Para outros, contudo, são chegados os tempos interessantes! Imprevisíveis, misteriosos, cheios de riscos e oportunidades e por isso mesmo, fascinantes! Excitantes como uma onda após a outra no mar, para quem sabe estar surfando feliz. Para o que olha de fora, as ameaçadoras ondas parecem todas iguais, mas para quem lá está, são apenas diferentes oportunidades, momentos que valem a pena ser vividos.

A tecnologia nos alcança em todos os momentos de nossa história, seja a pedra afiada que foi transformada em faca de corte, a roda que nos permitiu a locomoção ou as engrenagens, parafusos e polias que criaram toda a sorte de invenções. Estamos para a máquina e a tecnologia, como estamos frente a frente às mudanças. E a todo o momento, houve resistências, as mais diversas e intolerantes. Resistimos às mudanças por que elas nos impõem o novo, o assustador desconhecido. – O que farei? Como procedo para lidar com isso? – são as perguntas que nos amedrontam. Assim foi na revolução industrial, com o advento das máquinas, que “vieram para roubar o emprego dos trabalhadores!!”, como gritavam os Luditas à época, tal qual gritam agora as empresas de hoje, que enxergam na troca de dados e mídias, um risco para seus bem conhecidos e habituais meios de ganho.

Vivemos tempos interessantes, e enquanto uns perdem dinheiro, outros ganham milhões, licitamente, exatamente por enxergarem nestas “ondas”, oportunidades as quais devem e procuram adaptar-se. Brigam em vão os que as combatem, esmurrando as ondas que vem e vão, cientes que seus murros atravessam a água, sem diminuir em nada o seu movimento. Pobres daqueles que assim vivem seus tempos interessantes. Vêem escorrer por entre os dedos, o ganho que se acostumaram a receber, sem notar os que passam ao seu lado, com um sorriso nos lábios, surfando sobre os lucros, sem tentar aprisioná-los.

O que difere a maldição da benção, resume-se apenas no olhar daquele que enxerga problemas, ao invés de oportunidades. São dois lados de uma mesma moeda.

Toda mudança pode ser problemática, se a premissa apenas for sentir-se seguro. Embora não haja nada mais seguro do que a morte, ninguém a deseja. Crescer é mudar, viver é lidar com fatos novos, conhecer e expandir horizontes – viver tempos interessantes.

As indústrias de música, assim como as do áudio-visual, as literárias e lúdicas, já perceberam que estão vivendo seus tempos interessantes e o vêem como uma maldição. Um tempo onde o seu produto tangível deixa de ser a prioridade, tendo seu lugar tomado pela virtualidade e pelo conceitual. Elas o combatem, esmurrando a onda inexorável como um insano que espera pará-la a socos e pontapés, tentando proteger, horrorizadas, o seu castelo de areia, que vai sendo desfeito. Enquanto o fazem, deixam de olhar ao redor e perceber que a graça da praia também está no aprender a nadar e surfar.

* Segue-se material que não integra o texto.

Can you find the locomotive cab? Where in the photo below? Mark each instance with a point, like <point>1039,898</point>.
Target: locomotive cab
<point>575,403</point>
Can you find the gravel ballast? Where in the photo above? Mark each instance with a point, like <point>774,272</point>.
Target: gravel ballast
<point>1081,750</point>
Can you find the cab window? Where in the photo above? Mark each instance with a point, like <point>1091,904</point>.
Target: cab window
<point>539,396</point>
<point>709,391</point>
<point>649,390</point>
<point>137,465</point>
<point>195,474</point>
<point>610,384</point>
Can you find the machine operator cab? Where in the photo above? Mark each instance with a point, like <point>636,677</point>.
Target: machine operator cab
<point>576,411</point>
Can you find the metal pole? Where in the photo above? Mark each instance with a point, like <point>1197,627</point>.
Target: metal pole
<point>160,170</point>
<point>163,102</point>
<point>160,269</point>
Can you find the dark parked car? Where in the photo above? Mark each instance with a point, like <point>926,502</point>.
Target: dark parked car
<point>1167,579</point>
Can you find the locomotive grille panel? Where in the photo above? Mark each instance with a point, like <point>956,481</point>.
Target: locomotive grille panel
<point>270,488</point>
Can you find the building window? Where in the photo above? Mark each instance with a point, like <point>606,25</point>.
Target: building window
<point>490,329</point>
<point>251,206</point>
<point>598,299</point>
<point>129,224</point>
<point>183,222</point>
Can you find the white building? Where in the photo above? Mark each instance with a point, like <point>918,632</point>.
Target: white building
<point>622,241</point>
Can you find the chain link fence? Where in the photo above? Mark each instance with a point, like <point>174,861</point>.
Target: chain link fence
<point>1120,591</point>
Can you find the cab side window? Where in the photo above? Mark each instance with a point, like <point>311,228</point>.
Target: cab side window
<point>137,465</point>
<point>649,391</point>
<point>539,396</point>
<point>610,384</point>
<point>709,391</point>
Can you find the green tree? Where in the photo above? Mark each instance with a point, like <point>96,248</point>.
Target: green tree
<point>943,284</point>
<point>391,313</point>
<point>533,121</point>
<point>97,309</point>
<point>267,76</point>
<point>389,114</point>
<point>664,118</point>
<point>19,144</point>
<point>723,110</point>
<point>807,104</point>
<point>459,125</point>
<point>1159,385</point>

Steve Jobs nunca foi um gênio em eletrônica, mas foi ele que levou a Apple, ao sucesso que aí está. Sua genialidade sempre foi surfar sobre as ondas, sem tentar contê-las. Ele percebeu que as pessoas destes tempos interessantes, não compram produtos, compram acesso a satisfação pessoal de seus desejos. Em suma, um estado de espírito. Querem, a qualquer hora e lugar, ainda que virtualmente, ligar-se diretamente aquilo que lhes dá prazer (um filme, uma música, um texto, um convívio, um momento na história...).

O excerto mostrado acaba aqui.